RASSEGNA STAMPA

13 OTTOBRE 1998
MICHELE BRAMBILLA
Le ragioni di Guitton per scommettere su Dio
Il grande filosofo francese intervistato da Francesca Pini
JEAN GUITTON con FRANCESCA PINI, «L'infinito in fondo al cuore», Ed. Mondadori, pagg.265, lire 30.000
Tra tanti libri classificati come «di religione», eccone uno che finalmente va diritto all'essenza del problema: è ragionevole credere che Dio esiste, che si è fatto uomo, e che è presente nella Chiesa? Che ne sarà di noi dopo la morte? Ci attende un'eternità di gioia (o di dannazione), oppure ci dissolveremo nel Nulla? Queste sono le domande che ogni uomo, almeno una volta nella vita, è costretto a porsi, schiacciato com'è dall'evidenza del Mistero.
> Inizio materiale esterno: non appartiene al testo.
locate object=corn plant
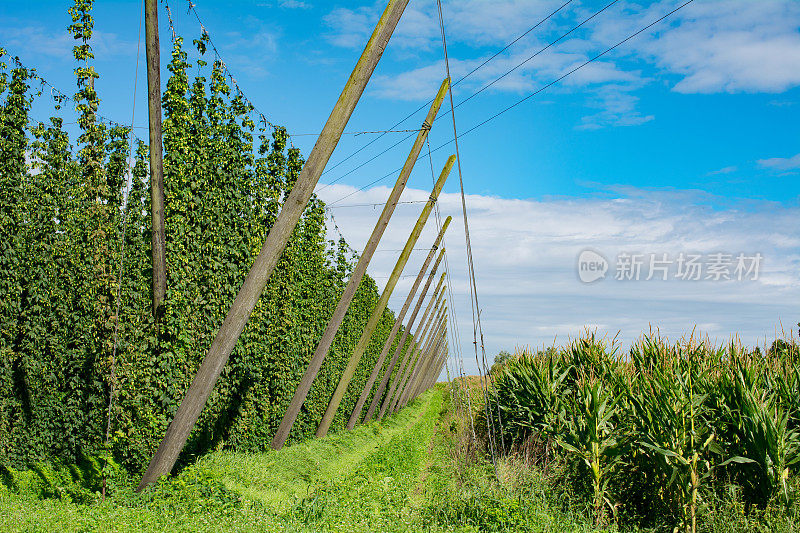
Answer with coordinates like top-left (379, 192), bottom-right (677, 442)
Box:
top-left (556, 378), bottom-right (626, 525)
top-left (727, 368), bottom-right (800, 504)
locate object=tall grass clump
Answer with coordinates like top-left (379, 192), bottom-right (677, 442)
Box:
top-left (492, 333), bottom-right (800, 533)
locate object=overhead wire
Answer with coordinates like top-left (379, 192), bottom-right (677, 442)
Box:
top-left (436, 0), bottom-right (502, 468)
top-left (314, 0), bottom-right (572, 188)
top-left (102, 2), bottom-right (144, 500)
top-left (330, 0), bottom-right (694, 205)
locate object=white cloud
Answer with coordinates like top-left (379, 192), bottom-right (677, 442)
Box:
top-left (321, 185), bottom-right (800, 370)
top-left (327, 0), bottom-right (800, 129)
top-left (641, 0), bottom-right (800, 94)
top-left (708, 166), bottom-right (738, 176)
top-left (758, 154), bottom-right (800, 171)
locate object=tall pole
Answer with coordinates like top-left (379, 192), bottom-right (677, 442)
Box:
top-left (392, 314), bottom-right (447, 412)
top-left (364, 262), bottom-right (452, 422)
top-left (138, 0), bottom-right (408, 490)
top-left (144, 0), bottom-right (167, 321)
top-left (411, 332), bottom-right (447, 399)
top-left (316, 155), bottom-right (456, 438)
top-left (395, 320), bottom-right (447, 410)
top-left (347, 217), bottom-right (452, 429)
top-left (378, 300), bottom-right (440, 420)
top-left (272, 78), bottom-right (450, 450)
top-left (378, 282), bottom-right (447, 420)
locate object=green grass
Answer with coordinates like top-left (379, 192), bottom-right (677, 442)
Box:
top-left (0, 387), bottom-right (588, 532)
top-left (0, 391), bottom-right (442, 531)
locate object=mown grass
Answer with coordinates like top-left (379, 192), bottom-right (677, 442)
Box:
top-left (0, 391), bottom-right (442, 531)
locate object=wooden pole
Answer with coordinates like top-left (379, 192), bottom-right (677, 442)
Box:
top-left (316, 155), bottom-right (456, 438)
top-left (392, 307), bottom-right (447, 412)
top-left (376, 284), bottom-right (446, 420)
top-left (411, 332), bottom-right (447, 399)
top-left (272, 78), bottom-right (450, 450)
top-left (138, 0), bottom-right (408, 490)
top-left (347, 217), bottom-right (452, 429)
top-left (388, 304), bottom-right (447, 419)
top-left (144, 0), bottom-right (167, 316)
top-left (364, 260), bottom-right (452, 422)
top-left (403, 326), bottom-right (447, 405)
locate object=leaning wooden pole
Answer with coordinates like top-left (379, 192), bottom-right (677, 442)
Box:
top-left (403, 322), bottom-right (447, 405)
top-left (347, 217), bottom-right (452, 429)
top-left (392, 307), bottom-right (447, 412)
top-left (138, 0), bottom-right (408, 490)
top-left (402, 325), bottom-right (447, 405)
top-left (378, 286), bottom-right (440, 420)
top-left (388, 304), bottom-right (447, 412)
top-left (144, 0), bottom-right (167, 316)
top-left (378, 284), bottom-right (447, 420)
top-left (411, 332), bottom-right (447, 399)
top-left (272, 78), bottom-right (450, 450)
top-left (391, 320), bottom-right (444, 413)
top-left (393, 308), bottom-right (447, 411)
top-left (364, 260), bottom-right (452, 422)
top-left (316, 155), bottom-right (456, 438)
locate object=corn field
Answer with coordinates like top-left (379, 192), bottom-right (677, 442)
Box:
top-left (493, 334), bottom-right (800, 532)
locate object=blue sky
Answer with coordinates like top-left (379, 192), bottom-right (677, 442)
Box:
top-left (0, 0), bottom-right (800, 372)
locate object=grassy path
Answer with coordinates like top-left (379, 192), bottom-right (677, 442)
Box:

Molto spesso queste domande vengono eluse, anche da parte di uomini di Chiesa, magari illustri teologi, impegnati a parlare più di etica, di morale, che non di trascendenza. E' da accogliere quindi con soddisfazione questo «L'infinito in fondo al cuore», in cui il grande filosofo francese Jean Guitton, intervistato con molta competenza da Francesca Pini, risponde proprio a quelle domande «ultime». O, meglio, tenta di rispondervi, offre la sua soluzione al «problema-vita»: senza presunzione, senza mai dimenticare che di fronte a un enigma così grande l'uomo è piccolo piccolo, e non può far altro che abbozzare un timido balbettìo. Guitton è cattolico, ma riconosce che il non-credente e il credente convivono in lui: «Perfino i suoi apostoli, che erano grandi testimoni di Cristo, dubitavano [...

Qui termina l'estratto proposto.